I thought the sequential access pattern might be wrong because adjacent variands will trigger descent down nearly the same path in the binary search each time. So, if the branch predictor, say, caches the result of a few recent jumps, and predicts they will be taken the same way again the next time, it will predict correctly most of the time.

To check this, I also tried randomizing the array that controls the access pattern once, during initialization, using a PRNG, instead of generating random indexes during the loop. This produced the same results as in the original post, though, strongly favoring polymorphic variants on my machine. So, I’m not sure what the branch predictor is doing, or if it is even the branch predictor that is responsible for such performance. It may just be that an array access is easier for some kind of other speculative execution to handle, than whatever is done by the PRNG (module Random).

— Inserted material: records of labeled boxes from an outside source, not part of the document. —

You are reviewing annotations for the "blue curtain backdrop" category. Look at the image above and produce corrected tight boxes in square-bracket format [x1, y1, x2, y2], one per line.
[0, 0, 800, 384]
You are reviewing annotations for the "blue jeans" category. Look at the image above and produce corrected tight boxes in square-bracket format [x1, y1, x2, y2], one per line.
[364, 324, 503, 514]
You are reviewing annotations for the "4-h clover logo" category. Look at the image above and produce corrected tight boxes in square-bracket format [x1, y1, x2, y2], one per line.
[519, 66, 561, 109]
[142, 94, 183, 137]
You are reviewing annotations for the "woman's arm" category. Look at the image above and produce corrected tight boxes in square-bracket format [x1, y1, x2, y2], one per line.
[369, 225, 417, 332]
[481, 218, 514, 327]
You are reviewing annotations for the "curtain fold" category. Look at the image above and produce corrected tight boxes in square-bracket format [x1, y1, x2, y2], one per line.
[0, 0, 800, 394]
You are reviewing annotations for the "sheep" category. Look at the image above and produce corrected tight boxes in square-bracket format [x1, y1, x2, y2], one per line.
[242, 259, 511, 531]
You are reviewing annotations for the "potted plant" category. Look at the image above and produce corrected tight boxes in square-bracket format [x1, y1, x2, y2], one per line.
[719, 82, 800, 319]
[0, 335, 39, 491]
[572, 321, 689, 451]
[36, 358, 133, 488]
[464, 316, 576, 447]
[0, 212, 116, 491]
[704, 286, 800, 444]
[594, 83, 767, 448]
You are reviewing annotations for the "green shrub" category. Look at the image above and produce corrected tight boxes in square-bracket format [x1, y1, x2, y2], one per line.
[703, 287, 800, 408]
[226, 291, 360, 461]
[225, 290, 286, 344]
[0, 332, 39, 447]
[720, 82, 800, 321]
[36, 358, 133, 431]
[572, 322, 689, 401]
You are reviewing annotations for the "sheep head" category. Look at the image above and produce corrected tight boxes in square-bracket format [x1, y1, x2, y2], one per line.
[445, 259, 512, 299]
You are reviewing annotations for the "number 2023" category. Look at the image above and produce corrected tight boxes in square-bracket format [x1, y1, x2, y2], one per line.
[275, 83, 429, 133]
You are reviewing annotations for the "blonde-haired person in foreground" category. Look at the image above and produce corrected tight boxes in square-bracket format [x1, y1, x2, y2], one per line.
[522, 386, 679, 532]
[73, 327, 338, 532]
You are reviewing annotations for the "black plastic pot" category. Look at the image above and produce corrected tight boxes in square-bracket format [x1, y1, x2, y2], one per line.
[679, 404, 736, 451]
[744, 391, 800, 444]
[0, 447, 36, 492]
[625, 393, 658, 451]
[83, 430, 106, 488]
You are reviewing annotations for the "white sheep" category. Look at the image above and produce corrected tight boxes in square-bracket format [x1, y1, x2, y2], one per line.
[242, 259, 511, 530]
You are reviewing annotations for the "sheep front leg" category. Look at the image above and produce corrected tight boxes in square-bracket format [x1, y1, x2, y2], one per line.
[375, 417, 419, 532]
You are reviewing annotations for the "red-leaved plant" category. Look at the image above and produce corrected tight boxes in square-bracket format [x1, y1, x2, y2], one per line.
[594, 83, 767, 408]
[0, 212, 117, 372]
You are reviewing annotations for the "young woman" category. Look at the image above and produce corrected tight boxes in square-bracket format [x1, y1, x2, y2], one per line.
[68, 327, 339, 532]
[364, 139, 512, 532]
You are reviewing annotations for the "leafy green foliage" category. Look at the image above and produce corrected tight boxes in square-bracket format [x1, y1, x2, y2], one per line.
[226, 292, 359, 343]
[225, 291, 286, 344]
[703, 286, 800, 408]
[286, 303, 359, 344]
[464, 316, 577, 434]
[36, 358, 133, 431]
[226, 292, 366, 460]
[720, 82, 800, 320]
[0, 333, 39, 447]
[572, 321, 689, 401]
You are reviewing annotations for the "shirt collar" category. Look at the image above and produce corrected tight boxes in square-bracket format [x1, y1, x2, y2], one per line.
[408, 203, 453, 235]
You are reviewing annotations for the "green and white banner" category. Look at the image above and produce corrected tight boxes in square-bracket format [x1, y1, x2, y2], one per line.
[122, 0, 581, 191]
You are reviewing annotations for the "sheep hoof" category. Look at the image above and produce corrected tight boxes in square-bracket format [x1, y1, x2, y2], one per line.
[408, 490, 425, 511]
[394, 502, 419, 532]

Anyway, polymorphic variants still seem to do pretty well. Just not better by an absurd and outrageous margin :slight_smile:

2 Likes

Hmm. It’s probably some combination of branch prediction and CPU caching. Any time code accesses memory that the predictor has loaded into cache already is a win; fetching from ram is quite slow by comparison.

Sequential memory access or small blocks of localised access that fit within a cache line (arrays) are much faster on modern CPUs than theoretically better algorithms that access memory randomly (pointers and jump tables). Micro benchmarks are hard :sweat_smile:

Your new graph looks about right to me though, with roughly linear increase in performance vs size for the polymorphic variant.

1 Like

I don’t think this is a code (nor data) caching or sequential access issue, though.

The amount of code generated even for the 128-case matches should easily fit into any modern code cache, and this cache is quickly warmed over the time span each test is run (I’ve tried 1 to 10 seconds, so we are talking about tens of millions to billions of repetitions). Data caches are even larger, and the access pattern array fits in those quite easily.

Concerning sequential access, sequential access of the array that contains the access pattern (when not using the PRNG) is factored into the control. Sequential access of the code itself should be mainly a non-issue due to warm caches, but also it can’t explain good performance observed with a randomized array of variands (see last big paragraph of the PRNG reply). I didn’t include the graph for that, because it’s basically identical to the one in the original post – a big advantage for binary search.

I do agree that the second graph is more likely to reflect realistic scenarios, though. There is something “special” happening with choosing the variands from an array. I don’t know if it’s due to the amount of code taken to do it, or something else that my CPU is able to optimize. I don’t think it’s due to the sequence of variands or the number of them, though.

1 Like

This is all really interesting,

Still seems to me like we should be changing the compilation strategy for normal variants based on this (assuming more benchmarks show the same trend). If modern CPUs are so good with branch prediction - and it seems like they are - we should be using branches rather than dispatch arrays. Branch prediction will also presumably keep improving.

If it’s easy for me to clone these tests, I would like to run them on ARM.

1 Like

Should be easy: see the benchmark files in the linked gist. Let me know if something is missing.

Having trouble to get the compiler to work on ARM.